The period of totality lasted a bit longer than two minutes where we stood, and I was able to capture hundreds of photos at different exposures to try to best capture the detail of the corona and Bailey’s Beads. I tried to set up my phone camera as well to contain the capitol building for a time-lapse of the whole event. I do wish, however, that I had set up the shot to include the eclipse itself and not just the change in brightness affecting the city. That being said, I still quite enjoy looking back on my time-lapse and watching the world quickly fade to darkness and brighten again within the span of a few seconds. It’s strange to see stars so vividly midday, but that was one of the more surprising side-effects of the eclipse. I plan to see many more eclipses in the future as there is really nothing quite like it.
I discovered too late that there were many photography-worthy eclipse-related phenomena that I hadn’t even noticed or tried to replicate during the August 2018 solar eclipse. In the following days after the eclipse occurred, many online channels and pages that I follow posted photos and videos of such events, so I looked further into the many clever and artistic things that can be done photographically with the unique circumstances provided by an eclipse.

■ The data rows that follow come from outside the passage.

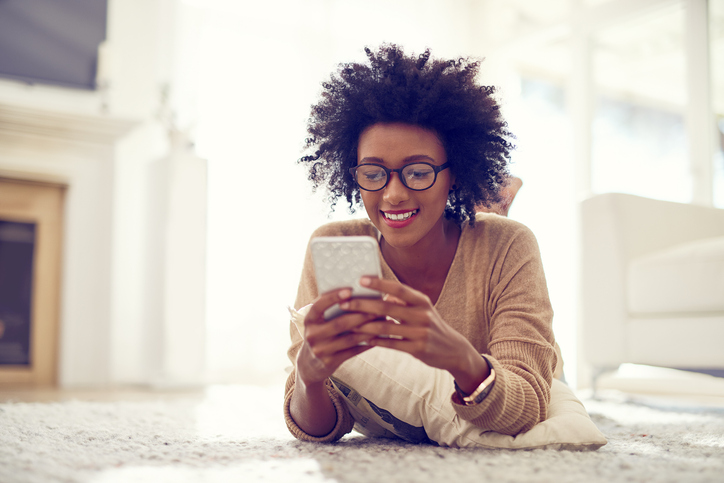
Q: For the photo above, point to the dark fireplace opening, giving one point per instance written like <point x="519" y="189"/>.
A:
<point x="17" y="247"/>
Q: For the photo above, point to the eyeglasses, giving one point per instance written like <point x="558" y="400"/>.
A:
<point x="415" y="176"/>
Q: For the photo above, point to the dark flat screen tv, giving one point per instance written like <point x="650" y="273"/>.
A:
<point x="52" y="41"/>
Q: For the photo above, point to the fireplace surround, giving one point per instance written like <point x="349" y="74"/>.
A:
<point x="133" y="247"/>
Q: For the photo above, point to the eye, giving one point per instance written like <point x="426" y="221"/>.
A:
<point x="371" y="174"/>
<point x="418" y="172"/>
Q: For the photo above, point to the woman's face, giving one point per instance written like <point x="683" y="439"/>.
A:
<point x="403" y="216"/>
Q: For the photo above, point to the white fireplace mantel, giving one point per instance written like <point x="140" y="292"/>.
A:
<point x="121" y="210"/>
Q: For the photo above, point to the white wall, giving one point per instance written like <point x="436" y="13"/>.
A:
<point x="133" y="285"/>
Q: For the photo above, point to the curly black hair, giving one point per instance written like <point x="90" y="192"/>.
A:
<point x="439" y="95"/>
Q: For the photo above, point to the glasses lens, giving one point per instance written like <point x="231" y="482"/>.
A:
<point x="418" y="176"/>
<point x="371" y="177"/>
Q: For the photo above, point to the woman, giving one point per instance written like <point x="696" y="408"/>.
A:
<point x="419" y="145"/>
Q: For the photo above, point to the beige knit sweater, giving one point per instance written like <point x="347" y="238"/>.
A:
<point x="496" y="296"/>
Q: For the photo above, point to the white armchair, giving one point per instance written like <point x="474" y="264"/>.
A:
<point x="652" y="285"/>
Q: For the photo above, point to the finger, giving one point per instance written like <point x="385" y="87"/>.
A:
<point x="390" y="329"/>
<point x="405" y="314"/>
<point x="337" y="326"/>
<point x="323" y="302"/>
<point x="337" y="359"/>
<point x="391" y="298"/>
<point x="399" y="290"/>
<point x="328" y="349"/>
<point x="403" y="345"/>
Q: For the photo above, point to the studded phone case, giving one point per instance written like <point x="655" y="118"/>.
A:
<point x="340" y="261"/>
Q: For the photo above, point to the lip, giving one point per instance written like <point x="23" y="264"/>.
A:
<point x="398" y="223"/>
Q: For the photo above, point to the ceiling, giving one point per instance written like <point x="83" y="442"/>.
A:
<point x="638" y="47"/>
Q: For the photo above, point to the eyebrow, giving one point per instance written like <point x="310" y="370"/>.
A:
<point x="407" y="160"/>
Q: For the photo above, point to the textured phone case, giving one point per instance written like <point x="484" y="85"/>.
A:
<point x="342" y="261"/>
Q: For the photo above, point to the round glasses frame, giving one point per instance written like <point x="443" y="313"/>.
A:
<point x="388" y="172"/>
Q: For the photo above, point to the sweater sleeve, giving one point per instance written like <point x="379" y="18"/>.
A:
<point x="521" y="345"/>
<point x="306" y="294"/>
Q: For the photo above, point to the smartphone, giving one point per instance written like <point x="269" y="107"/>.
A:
<point x="340" y="261"/>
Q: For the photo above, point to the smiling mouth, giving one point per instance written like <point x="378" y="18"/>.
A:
<point x="399" y="216"/>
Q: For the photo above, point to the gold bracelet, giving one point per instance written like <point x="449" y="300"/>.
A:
<point x="480" y="392"/>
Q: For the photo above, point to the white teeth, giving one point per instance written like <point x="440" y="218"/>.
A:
<point x="400" y="216"/>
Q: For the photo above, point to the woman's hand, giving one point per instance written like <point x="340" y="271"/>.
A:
<point x="328" y="343"/>
<point x="421" y="332"/>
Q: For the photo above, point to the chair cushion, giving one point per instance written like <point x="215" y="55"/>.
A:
<point x="685" y="278"/>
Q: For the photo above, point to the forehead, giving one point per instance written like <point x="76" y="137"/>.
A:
<point x="391" y="142"/>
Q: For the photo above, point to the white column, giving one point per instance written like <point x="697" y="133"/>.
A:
<point x="699" y="121"/>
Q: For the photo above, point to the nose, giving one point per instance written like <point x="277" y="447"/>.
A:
<point x="395" y="192"/>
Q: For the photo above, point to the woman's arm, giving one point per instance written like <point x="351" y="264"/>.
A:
<point x="521" y="344"/>
<point x="326" y="345"/>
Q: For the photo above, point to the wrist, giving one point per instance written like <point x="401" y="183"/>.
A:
<point x="473" y="370"/>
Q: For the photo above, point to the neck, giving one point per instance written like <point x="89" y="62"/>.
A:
<point x="428" y="261"/>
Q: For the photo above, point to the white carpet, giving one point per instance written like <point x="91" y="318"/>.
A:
<point x="235" y="433"/>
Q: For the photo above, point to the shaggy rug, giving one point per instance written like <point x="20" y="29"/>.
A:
<point x="236" y="433"/>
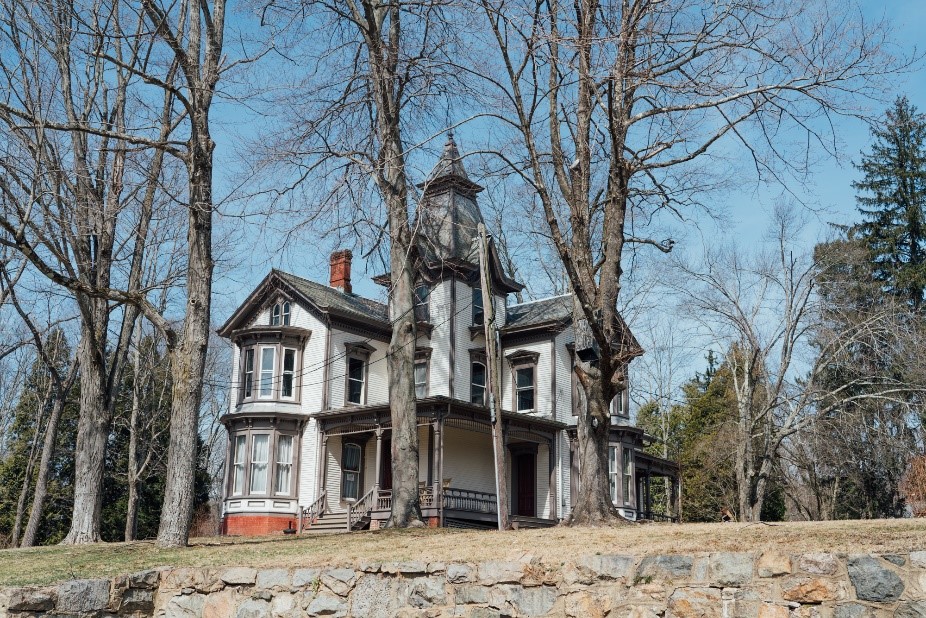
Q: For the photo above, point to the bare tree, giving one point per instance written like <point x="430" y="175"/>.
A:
<point x="767" y="311"/>
<point x="616" y="106"/>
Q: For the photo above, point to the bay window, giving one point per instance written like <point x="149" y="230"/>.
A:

The main thing that I missed out on was photographing the defocused light rays landing in shadows, which end up being shaped like rings because of small holes between objects like leaves effectively acting as pinhole lenses. This effect is very cool to capture, especially very close to totality, but can also be seen as crescents instead of rings at any other point in the eclipse, which is interesting in its own way. I attempted to capture the Bailey’s Beads phenomenon, but only barely captured the correct moment, and I hope to get a better shot of them during the next eclipse that I witness.
While I did have my phone set up to record time lapse video, I was in a hurry setting It up, and wasn’t able to find a way to film both the eclipse itself and the changes in the landscape. As such all I was able to film was the change in brightness over the Capitol building which, while very cool, fell short of what I had hoped for. The eclipse occurred very high in the sky which made it extremely difficult to get any other objects in the shot besides the sun, so I skipped it all together. I would love to try during the next eclipse to capture the same moment but have both the landscape and the sun/moon in the shot, possibly using a wide-angle lens to fit everything in.
The shots that I took of the corona ended up capturing its shape well, but when compared to some of the images that I found online, the level of detail captured by my images fell far short of what was possible. I believe that I could capture similar images if I come to own a higher zoom lens and if I’m a little bit more careful about how I set my focus. The main problem that I encountered with focus this time around was that I set it once at the beginning, thinking that it was properly set for the sun and moon’s distance, and left it there for every subsequent image. After looking back at my photos, I realized that they could have been far clearer allowing them to capture more of the corona detail, which was my primary goal during this eclipse.
My 2019 image
Professional photographer's 2019 image, from Google
My 2019 image
I found a long-shutter image taken over the period of an entire day with a 360-degree camera which captured the entire motion path of the sun including the eclipse moment. I would love to replicate this photograph but would need a camera capable of taking 360-degree images. The final photo type that I encountered and wish that I had the opportunity to take myself is one in which the eclipse takes place behind a hill or cliff and acts as a background to people in the frame, casting sharp silhouettes of the subjects.
There are quite a few photographs online taken slightly before totality that I know that I could replicate given the proper setup. During the 2018 eclipse I was nowhere near cliffs or hills which made a shot like this impossible to take, but I desire to plan a trip in the future to a location that will give me the view required to capture this style of photo. In the coming years I’ll be researching the types of filters and lenses that I will need to capture the immense detail in an eclipse’s corona so that I can properly prepare to photograph the next eclipse that I encounter.